A team of scientists will set off next month on a research mission to find out the impact of a giant floating iceberg on the wildlife and marine life on a sub-Antarctic island, the British Antarctic Survey said Tuesday.
The huge iceberg — the size of the U.S. state of Delaware — has been floating north since it broke away from Antarctica’s Larsen C ice shelf in 2017. It is now about 75 kilometers (47 miles) from the island of South Georgia.
Scientists are concerned about the risks it poses to the wildlife in the area if it grounds near the island. Recent images captured from the air show the iceberg is breaking up, and researchers are also concerned about the impact of freshwater from the melting ice on animals and marine life in the area.
South Georgia is home to colonies of tens of thousands of penguins and 6 million fur seals, which could be threatened by the iceberg during their breeding season. The waters near the island are also one of the world’s largest marine protected areas and house more marine species than the Galapagos.
The research ship RRS James Cook is expected to depart from the Falkland Islands for the iceberg in late January. Two underwater robotic gliders will be deployed from the ship and get as close as possible to the edge of the iceberg to collect data such as seawater temperature, salinity and how much plankton is in the water.

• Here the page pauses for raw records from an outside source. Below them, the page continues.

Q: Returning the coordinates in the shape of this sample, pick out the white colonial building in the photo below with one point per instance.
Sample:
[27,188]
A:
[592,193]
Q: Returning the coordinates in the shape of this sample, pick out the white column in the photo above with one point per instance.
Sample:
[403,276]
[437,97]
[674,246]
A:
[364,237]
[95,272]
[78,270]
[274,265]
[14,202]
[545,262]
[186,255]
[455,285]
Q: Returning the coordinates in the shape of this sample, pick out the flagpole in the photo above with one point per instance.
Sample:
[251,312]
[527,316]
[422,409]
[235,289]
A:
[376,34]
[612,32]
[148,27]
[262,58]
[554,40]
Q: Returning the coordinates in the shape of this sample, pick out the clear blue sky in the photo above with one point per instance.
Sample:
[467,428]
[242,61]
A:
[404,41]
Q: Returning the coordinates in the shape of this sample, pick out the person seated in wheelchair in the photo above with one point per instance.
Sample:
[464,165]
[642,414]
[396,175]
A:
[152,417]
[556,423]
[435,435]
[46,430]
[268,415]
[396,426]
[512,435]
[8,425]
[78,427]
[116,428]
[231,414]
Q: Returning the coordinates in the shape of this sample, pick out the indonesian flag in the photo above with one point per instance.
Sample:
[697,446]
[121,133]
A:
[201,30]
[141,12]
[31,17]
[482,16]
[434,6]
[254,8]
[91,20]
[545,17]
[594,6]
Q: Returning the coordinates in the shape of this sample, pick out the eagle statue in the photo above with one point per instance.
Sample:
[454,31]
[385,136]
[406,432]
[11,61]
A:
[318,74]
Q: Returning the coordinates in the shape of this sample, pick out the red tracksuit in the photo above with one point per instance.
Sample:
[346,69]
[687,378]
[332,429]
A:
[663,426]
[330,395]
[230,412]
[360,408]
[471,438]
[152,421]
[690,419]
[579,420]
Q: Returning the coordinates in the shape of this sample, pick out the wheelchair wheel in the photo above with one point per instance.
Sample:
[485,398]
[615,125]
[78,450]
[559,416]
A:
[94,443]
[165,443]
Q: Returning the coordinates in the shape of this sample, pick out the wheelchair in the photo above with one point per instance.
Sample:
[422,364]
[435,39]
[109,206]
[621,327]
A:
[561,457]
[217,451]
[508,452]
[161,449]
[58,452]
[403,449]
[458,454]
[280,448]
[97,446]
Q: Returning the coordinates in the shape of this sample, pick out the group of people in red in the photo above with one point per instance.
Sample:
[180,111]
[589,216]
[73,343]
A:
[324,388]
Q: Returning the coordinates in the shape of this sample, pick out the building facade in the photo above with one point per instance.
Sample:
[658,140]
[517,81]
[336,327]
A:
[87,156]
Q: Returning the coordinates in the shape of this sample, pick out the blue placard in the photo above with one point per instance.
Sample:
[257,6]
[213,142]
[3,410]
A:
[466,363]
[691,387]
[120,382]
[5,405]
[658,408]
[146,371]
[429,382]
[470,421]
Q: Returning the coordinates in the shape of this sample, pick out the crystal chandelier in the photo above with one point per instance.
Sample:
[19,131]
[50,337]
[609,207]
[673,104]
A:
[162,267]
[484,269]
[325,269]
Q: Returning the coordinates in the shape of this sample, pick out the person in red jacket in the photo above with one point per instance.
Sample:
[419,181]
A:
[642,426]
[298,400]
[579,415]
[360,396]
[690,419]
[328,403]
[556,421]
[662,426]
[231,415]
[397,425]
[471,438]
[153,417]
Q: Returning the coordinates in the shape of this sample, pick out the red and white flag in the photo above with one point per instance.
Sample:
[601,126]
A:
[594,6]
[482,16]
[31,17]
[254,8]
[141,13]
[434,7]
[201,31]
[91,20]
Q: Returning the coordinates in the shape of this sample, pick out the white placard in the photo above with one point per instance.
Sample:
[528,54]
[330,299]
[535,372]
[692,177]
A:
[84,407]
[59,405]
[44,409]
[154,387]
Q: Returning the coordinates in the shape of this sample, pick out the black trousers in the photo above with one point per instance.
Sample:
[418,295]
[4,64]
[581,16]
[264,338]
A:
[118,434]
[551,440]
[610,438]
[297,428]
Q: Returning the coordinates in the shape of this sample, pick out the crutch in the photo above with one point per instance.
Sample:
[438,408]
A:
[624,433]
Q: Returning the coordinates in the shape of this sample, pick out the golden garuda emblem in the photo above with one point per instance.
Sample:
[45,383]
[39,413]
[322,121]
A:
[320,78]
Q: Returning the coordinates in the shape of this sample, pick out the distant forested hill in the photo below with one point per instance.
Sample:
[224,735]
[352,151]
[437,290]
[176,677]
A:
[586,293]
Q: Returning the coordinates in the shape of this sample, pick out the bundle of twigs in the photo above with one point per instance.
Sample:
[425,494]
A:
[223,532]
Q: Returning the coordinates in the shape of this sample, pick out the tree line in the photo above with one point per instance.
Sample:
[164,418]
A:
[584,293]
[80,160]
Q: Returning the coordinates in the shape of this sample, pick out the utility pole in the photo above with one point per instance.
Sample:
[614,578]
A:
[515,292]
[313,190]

The iceberg — named A-68a — is travelling at varying speeds depending on local conditions, but at its fastest was travelling about 20 kilometers (12 miles) a day.
Geraint Tarling, an ecologist at the British Antarctic Survey, said the iceberg will “cause devastation to the sea floor by scouring the seabed communities of sponges, brittle stars, worms and sea-urchins, so decreasing biodiversity.”
“These communities help store large amounts of carbon in their body tissue and surrounding sediment. Destruction by the iceberg will release this stored carbon back into the water and, potentially, the atmosphere, which would be a further negative impact,” he said.
Povl Abrahamsen, who is leading the mission, said it normally takes years to plan such marine research trips. But the mission is made possible because officials recognize the urgency to act quickly.
“Everyone is pulling out all the stops to make this happen,” he said.